Volvimos comentando lo buenas que son las carreteras en este país, ante la sorpresa de mi padre, que lo que recuerda de la zona eran las guerras que les explicaban en clase que había por aquí y las películas con señores amarillos del Vietnam pegándose tiros. Yo pensaba mucho en Forrest Gump, pero es cierto que hasta que él no lo mencionó no había caído en que, efectivamente, para cuánta gente Asia es eso que les contaban o que veían en libros, sin que nadie les fuera a decir que un día las fronteras del mundo se abrirían y un pasaje de avión les acercaría fácilmente a esos lugares que parecían tan exóticos e inalcanzables.
El último día fue para relajarnos, tomar cafés, hacer las últimas compras y ver cómo podían caber en las mochilas, y, por supuesto, darnos un buen masaje de pies (ya nos habíamos dado uno en el mercado nocturno, pero un poco malillo), que a pesar de que mi padre se mostraba reticente al principio, le cogió bien el gusto.

Cosas de palacio
Y la vuelta a Bangkok dio para poco. Nochevieja la pasamos en un restaurante español que se fue un poco de precio si tenemos en cuenta la calidad, y año nuevo en el Gran Palacio, visita obligada que no se recomienda en días festivos, por estar tan abarrotada como los templos de Chiang Mai. Mi padre, ya caso perdido ante las construcciones tailandesas, comenta que los bonsáis es lo que más le ha gustado de la impresionante edificación y remata con un “mi casa de la Alberca vale más que este palacio”. Deberían felicitar formalmente a los albañiles de la Sierra y darles unos títulos o unos dineros.

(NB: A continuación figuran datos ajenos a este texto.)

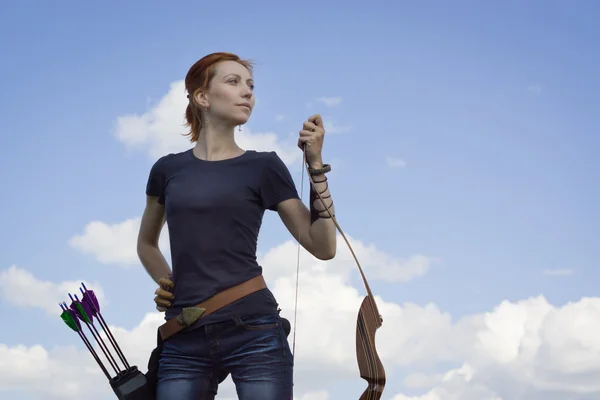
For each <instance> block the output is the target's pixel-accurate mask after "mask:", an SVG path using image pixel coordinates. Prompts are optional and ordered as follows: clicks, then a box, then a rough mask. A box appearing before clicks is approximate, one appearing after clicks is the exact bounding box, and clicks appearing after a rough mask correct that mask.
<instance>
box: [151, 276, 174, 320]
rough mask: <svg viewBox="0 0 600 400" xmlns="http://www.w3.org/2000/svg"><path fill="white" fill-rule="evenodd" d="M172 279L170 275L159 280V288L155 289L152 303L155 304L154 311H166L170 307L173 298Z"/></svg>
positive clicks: (173, 286)
mask: <svg viewBox="0 0 600 400" xmlns="http://www.w3.org/2000/svg"><path fill="white" fill-rule="evenodd" d="M172 278H173V276H172V275H169V276H168V277H166V278H160V280H159V281H158V284H159V285H160V287H159V288H158V289H156V291H155V292H154V294H155V295H156V297H154V302H155V303H156V309H157V310H158V311H160V312H164V311H167V308H169V307H171V305H172V304H171V300H173V299H174V298H175V297H174V296H173V293H172V292H173V288H174V287H175V284H174V283H173V281H172V280H171V279H172Z"/></svg>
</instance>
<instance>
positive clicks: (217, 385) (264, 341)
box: [157, 314, 293, 400]
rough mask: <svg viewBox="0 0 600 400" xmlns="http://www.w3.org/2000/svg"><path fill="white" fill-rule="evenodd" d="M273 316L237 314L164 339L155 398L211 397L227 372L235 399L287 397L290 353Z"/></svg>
mask: <svg viewBox="0 0 600 400" xmlns="http://www.w3.org/2000/svg"><path fill="white" fill-rule="evenodd" d="M281 321H282V320H281V318H280V316H279V315H278V314H274V315H258V316H251V317H242V318H237V319H235V320H229V321H224V322H217V323H214V324H207V325H205V326H202V327H200V328H198V329H194V330H191V331H183V332H179V333H177V334H175V335H174V336H173V337H171V338H169V339H167V340H166V341H165V342H164V343H163V348H162V351H161V354H160V358H159V366H158V385H157V400H212V399H214V398H215V395H216V394H217V387H218V385H219V382H220V381H221V380H223V379H224V378H225V377H226V376H227V374H228V373H231V378H232V380H233V382H234V384H235V387H236V391H237V394H238V398H239V399H240V400H255V399H261V400H289V399H291V398H292V385H293V361H292V353H291V351H290V347H289V344H288V341H287V337H286V334H285V332H284V329H283V327H282V323H281Z"/></svg>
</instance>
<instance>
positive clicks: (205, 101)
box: [194, 90, 208, 109]
mask: <svg viewBox="0 0 600 400" xmlns="http://www.w3.org/2000/svg"><path fill="white" fill-rule="evenodd" d="M194 100H196V104H198V105H199V106H200V107H202V108H204V109H207V108H208V98H207V96H206V93H204V92H203V91H202V90H198V91H197V92H196V94H195V95H194Z"/></svg>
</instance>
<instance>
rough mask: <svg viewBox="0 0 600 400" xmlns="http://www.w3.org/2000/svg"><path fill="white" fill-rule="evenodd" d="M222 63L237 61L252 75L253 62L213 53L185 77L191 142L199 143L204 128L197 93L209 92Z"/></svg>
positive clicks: (187, 122)
mask: <svg viewBox="0 0 600 400" xmlns="http://www.w3.org/2000/svg"><path fill="white" fill-rule="evenodd" d="M221 61H235V62H238V63H240V64H242V65H243V66H244V67H246V68H247V69H248V71H250V73H252V66H253V64H252V62H251V61H249V60H242V59H240V58H239V57H238V56H237V55H235V54H232V53H223V52H221V53H212V54H209V55H207V56H204V57H202V58H201V59H200V60H198V61H196V63H195V64H194V65H192V67H191V68H190V70H189V71H188V73H187V75H186V77H185V89H186V91H187V92H188V97H189V99H190V103H189V104H188V106H187V108H186V109H185V119H186V121H187V122H186V126H189V127H190V131H189V132H188V133H186V134H185V136H190V141H191V142H192V143H193V142H197V141H198V136H199V135H200V129H201V128H202V109H201V108H200V107H198V105H197V104H196V101H195V96H196V93H197V92H198V91H199V90H207V89H208V86H209V84H210V81H211V80H212V78H213V77H214V76H215V73H216V70H217V68H216V66H217V64H218V63H220V62H221Z"/></svg>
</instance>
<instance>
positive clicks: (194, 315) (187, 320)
mask: <svg viewBox="0 0 600 400" xmlns="http://www.w3.org/2000/svg"><path fill="white" fill-rule="evenodd" d="M205 311H206V308H196V307H184V308H183V310H181V313H180V314H179V315H178V316H177V322H179V323H180V324H181V325H185V326H190V325H192V324H193V323H195V322H196V321H198V320H199V319H200V317H201V316H202V314H204V312H205Z"/></svg>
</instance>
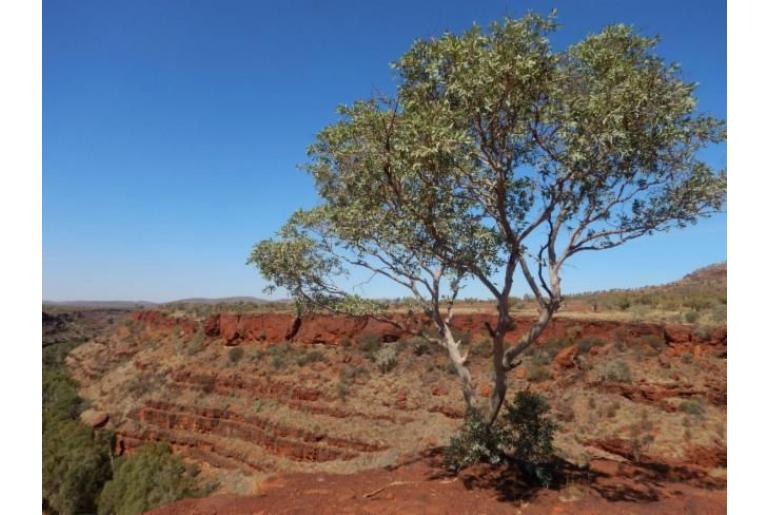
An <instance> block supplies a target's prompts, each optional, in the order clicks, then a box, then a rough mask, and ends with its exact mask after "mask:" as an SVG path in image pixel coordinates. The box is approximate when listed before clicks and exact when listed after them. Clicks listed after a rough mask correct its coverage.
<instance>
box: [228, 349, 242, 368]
mask: <svg viewBox="0 0 770 515" xmlns="http://www.w3.org/2000/svg"><path fill="white" fill-rule="evenodd" d="M241 358H243V348H241V347H233V348H231V349H230V350H229V351H227V361H229V362H230V364H231V365H235V364H236V363H238V362H239V361H240V360H241Z"/></svg>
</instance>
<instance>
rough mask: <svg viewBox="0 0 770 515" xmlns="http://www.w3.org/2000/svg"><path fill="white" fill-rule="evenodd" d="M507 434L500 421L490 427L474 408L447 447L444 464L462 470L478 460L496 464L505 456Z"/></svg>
mask: <svg viewBox="0 0 770 515" xmlns="http://www.w3.org/2000/svg"><path fill="white" fill-rule="evenodd" d="M505 442H506V437H505V434H504V432H503V430H502V429H501V428H500V426H499V425H498V424H495V425H492V426H490V425H489V424H487V423H486V422H485V421H484V419H483V418H482V416H481V414H480V413H479V412H478V411H477V410H475V409H469V410H468V412H467V413H466V415H465V421H464V422H463V425H462V426H461V427H460V430H459V432H458V433H457V434H456V435H455V436H453V437H452V438H450V440H449V445H448V446H447V447H446V449H444V467H445V468H446V469H447V470H449V471H451V472H455V473H456V472H459V471H460V470H462V469H464V468H466V467H469V466H471V465H473V464H475V463H482V462H483V463H490V464H492V465H497V464H499V463H501V462H502V461H503V459H504V458H505V450H504V446H505Z"/></svg>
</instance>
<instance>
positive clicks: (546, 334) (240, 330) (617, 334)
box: [132, 311, 727, 350]
mask: <svg viewBox="0 0 770 515" xmlns="http://www.w3.org/2000/svg"><path fill="white" fill-rule="evenodd" d="M132 318H133V319H134V320H136V321H138V322H141V323H143V324H144V325H146V326H147V327H148V328H151V329H156V330H161V331H162V330H164V329H165V330H169V329H176V330H179V331H181V332H182V334H184V335H191V334H193V333H195V332H196V331H197V330H198V329H199V328H200V329H202V330H203V332H204V333H205V335H206V336H207V337H208V338H211V339H217V340H221V341H222V342H224V343H225V344H227V345H239V344H242V343H246V344H248V343H256V342H266V343H276V342H281V341H286V340H289V341H293V342H297V343H306V344H312V343H315V344H330V345H336V344H339V343H341V342H343V341H345V340H355V339H357V338H359V337H361V336H363V335H366V334H374V335H377V336H379V337H380V339H381V340H382V341H385V342H388V341H396V340H399V339H401V338H402V337H404V336H406V334H405V332H404V331H402V330H400V329H398V328H397V327H394V326H393V325H390V324H387V323H384V322H380V321H377V320H374V319H371V318H368V317H342V316H331V315H311V316H308V317H305V318H302V319H299V318H296V317H295V316H293V315H291V314H288V313H265V314H233V313H222V314H217V315H212V316H210V317H209V318H207V319H206V320H204V321H202V322H198V321H195V320H192V319H189V318H183V317H173V316H170V315H168V314H165V313H163V312H161V311H137V312H135V313H133V314H132ZM402 320H404V322H405V319H402ZM495 320H496V318H495V316H494V315H488V314H483V313H475V314H458V315H456V316H455V317H454V319H453V321H452V325H453V326H454V327H455V329H456V330H458V331H461V332H465V333H468V334H470V335H473V336H477V337H478V336H481V337H484V336H485V335H487V334H488V331H487V328H486V327H487V324H492V325H494V323H495ZM533 323H534V319H533V318H532V317H527V318H523V317H522V318H518V319H517V320H516V326H515V327H514V329H513V330H511V331H510V332H509V333H508V334H507V336H506V339H507V340H508V341H515V340H517V339H518V338H519V337H520V336H521V335H522V334H524V332H525V331H527V330H528V329H529V328H530V327H531V325H532V324H533ZM423 324H425V325H427V321H425V322H423ZM418 325H419V324H418ZM412 327H414V324H412ZM564 337H569V338H573V339H574V338H583V339H585V338H599V339H603V340H606V341H614V340H621V339H622V340H624V341H625V340H629V339H635V338H644V337H654V338H656V339H660V340H665V341H666V342H667V343H669V344H690V345H693V346H697V345H712V346H717V347H719V348H720V350H723V348H724V346H725V345H726V342H727V329H726V328H725V327H724V326H722V327H718V328H716V329H714V330H711V331H709V332H707V333H706V334H703V333H702V332H699V331H696V330H695V328H694V326H692V325H687V324H659V323H648V322H632V323H628V322H617V321H609V320H583V319H569V318H556V319H554V320H552V321H551V323H550V324H549V325H548V327H547V328H546V329H545V331H544V332H543V334H542V335H541V336H540V338H539V339H540V340H541V341H546V340H549V339H554V338H564Z"/></svg>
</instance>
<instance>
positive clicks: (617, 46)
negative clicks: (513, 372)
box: [250, 14, 726, 422]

Y, por supuesto, compramos. Compramos en el mercado nocturno, compramos en el MBK (abrigos North Face a 50 euros, señoras, me los quitan de las manos), compramos en el súper de abajo, compramos a unos señores que vimos por la calle, compramos en Kao San Road. Si conoces a mi padre y no te ha tocado nada estas navidades pregúntale, porque algo te ha llevado seguro. No os digo más, que le admitían 20 kilos en la maleta de vuelta y se fue con 27. Por cierto, si queréis viajar cómodamente y no tenéis problemas de dinero, Thai Airways tiene vuelos directos de Madrid a Bangkok (que están de oferta, muuuuy baratos entre enero y marzo), y les da igual cuánto peso lleves de más en la maleta.



Así que se fue. Sin problemas ni al despegar ni al aterrizar, debe haber roto la maldición. Y me dejó sola y triste, como solo dejan las visitas que llenan tanto una casa pequeña, pero no solo por el espacio físico, sino por todo lo demás. Una vez más, los Reyes no son los mil regalos, han sido 15 días fantásticos de poder compartir cada momento extraño, de tener alguien con quien estar, de hacer de mi casa pequeña para una sola, un hogar.